Jack nodded brusquely, turned, and headed for the door. At the threshold, her voice made him hesitate. “Choose your path carefully, Jack Davenport.”

“I always do, Melinda. I always do.”

That’s why he almost went straight upstairs to grab his go bag without detouring into the great room, but Jack was done running from Cat. She stood beside her father at the telescope set up in front of the windows. “Sorry to interrupt, but Cat? Could you join me upstairs for a couple of minutes?”

She took one look at his face and subtly stiffened. “I’ll be right up.”

Jack took the stairs two at a time, mentally dragging his feet. In his bedroom, he took his bag from his closet and set it on the bed just as she walked in. She eyed the bag, then pasted on a smile that looked surprisingly carefree. “Another meeting on Capitol Hill?”

He hesitated. “No. I’m headed west this time, not east.”

“How far west?”

Jack did something then that he had never done—he talked to her about his trip. “I’m going to Manila. A couple of our own have gone missing and it’s my job to help find them.”

Her smile faded, but the scowl he expected failed to appear. Instead, she seemed surprised that he included her. “Sounds dangerous.”

“My part shouldn’t be. I’m determined to make it a
turnaround trip and get back here as fast as I possibly can.”

Her eyes narrowed and he anticipated her next comment. “The wedding.”

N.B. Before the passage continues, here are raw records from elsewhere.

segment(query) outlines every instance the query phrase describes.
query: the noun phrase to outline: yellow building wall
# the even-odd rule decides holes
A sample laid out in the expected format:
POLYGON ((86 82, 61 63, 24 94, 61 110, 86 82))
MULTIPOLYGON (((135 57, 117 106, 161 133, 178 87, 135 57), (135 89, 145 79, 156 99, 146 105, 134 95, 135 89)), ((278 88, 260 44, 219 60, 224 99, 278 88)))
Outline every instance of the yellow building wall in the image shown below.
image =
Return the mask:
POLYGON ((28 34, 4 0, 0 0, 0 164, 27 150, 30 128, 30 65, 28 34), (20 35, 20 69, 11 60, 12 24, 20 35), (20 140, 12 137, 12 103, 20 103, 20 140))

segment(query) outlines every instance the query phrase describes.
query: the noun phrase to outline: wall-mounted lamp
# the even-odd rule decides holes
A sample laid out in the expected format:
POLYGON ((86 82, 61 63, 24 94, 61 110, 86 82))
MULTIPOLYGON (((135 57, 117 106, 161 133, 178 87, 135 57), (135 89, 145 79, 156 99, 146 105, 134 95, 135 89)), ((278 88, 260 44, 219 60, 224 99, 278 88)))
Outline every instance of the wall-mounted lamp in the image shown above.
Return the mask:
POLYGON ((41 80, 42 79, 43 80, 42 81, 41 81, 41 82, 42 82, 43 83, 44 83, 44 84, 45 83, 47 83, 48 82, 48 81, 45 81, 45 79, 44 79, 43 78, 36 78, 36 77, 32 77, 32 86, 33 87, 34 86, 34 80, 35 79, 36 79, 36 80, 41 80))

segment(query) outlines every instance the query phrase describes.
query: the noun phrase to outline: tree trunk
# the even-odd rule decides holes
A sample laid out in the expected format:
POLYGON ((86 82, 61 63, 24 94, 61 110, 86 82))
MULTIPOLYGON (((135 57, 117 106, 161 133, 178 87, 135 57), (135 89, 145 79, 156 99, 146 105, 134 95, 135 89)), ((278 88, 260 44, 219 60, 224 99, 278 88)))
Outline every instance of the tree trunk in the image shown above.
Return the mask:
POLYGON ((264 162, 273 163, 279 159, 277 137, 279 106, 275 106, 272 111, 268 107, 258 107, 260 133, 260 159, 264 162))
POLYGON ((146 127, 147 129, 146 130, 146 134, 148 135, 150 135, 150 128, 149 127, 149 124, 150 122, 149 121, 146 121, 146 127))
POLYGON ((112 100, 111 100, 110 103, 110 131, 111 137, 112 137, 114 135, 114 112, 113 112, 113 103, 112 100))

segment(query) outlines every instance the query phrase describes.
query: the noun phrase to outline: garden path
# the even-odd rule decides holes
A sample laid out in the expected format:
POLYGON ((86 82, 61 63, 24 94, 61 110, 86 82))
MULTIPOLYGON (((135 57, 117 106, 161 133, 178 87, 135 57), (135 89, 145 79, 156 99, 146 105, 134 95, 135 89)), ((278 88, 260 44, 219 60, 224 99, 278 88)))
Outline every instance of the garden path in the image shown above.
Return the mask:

“I’ll do my best to get back.”

“Cam is your cousin, Jack. Your family.”

She didn’t say “Your only family” out loud, but he heard the words loud and clear anyway. “I know. Believe me, I know, but this trip truly is a matter of life and death. Cam will understand.”

“Sarah will kill you.” Then Cat drew back, shaking her head. “I’m not telling her. You better call Cam.”

“I will.”

He reached for the touch pad on the wall that operated the bedroom’s recessed lighting—among other things—and rapidly punched in a series of numbers. A lock snicked and a bookshelf behind Cat swung away from the wall. She startled, but quickly recovered. “Of course there’s a hidden wall safe.”

Jack didn’t even attempt to hide the guns, the bundle of cash, or the three passports he pulled from inside it. It struck him that Cat had never known about the safe hidden in the house they lived in after they married. He’d kept so much from her during that part of their lives.

No more. He was done hiding from her. He added the items to his bag, then approached her. “I’m sorry. This is the last thing I wanted for us. The timing just—”

She put two fingers against his lips, her green eyes filled with sadness, resignation, and acceptance. “No. Don’t worry about me. I knew exactly what I was getting into when I said I wanted to test the waters. No strings attached, remember?”

Frustrated, Jack dragged her against him and kissed her hard and fast. “I love you, Cat. When I come back, we’re gonna talk about diving into the deep end, talk
about strings and knots and for better or worse. Now, leave a candle burning in the window for me, would you?”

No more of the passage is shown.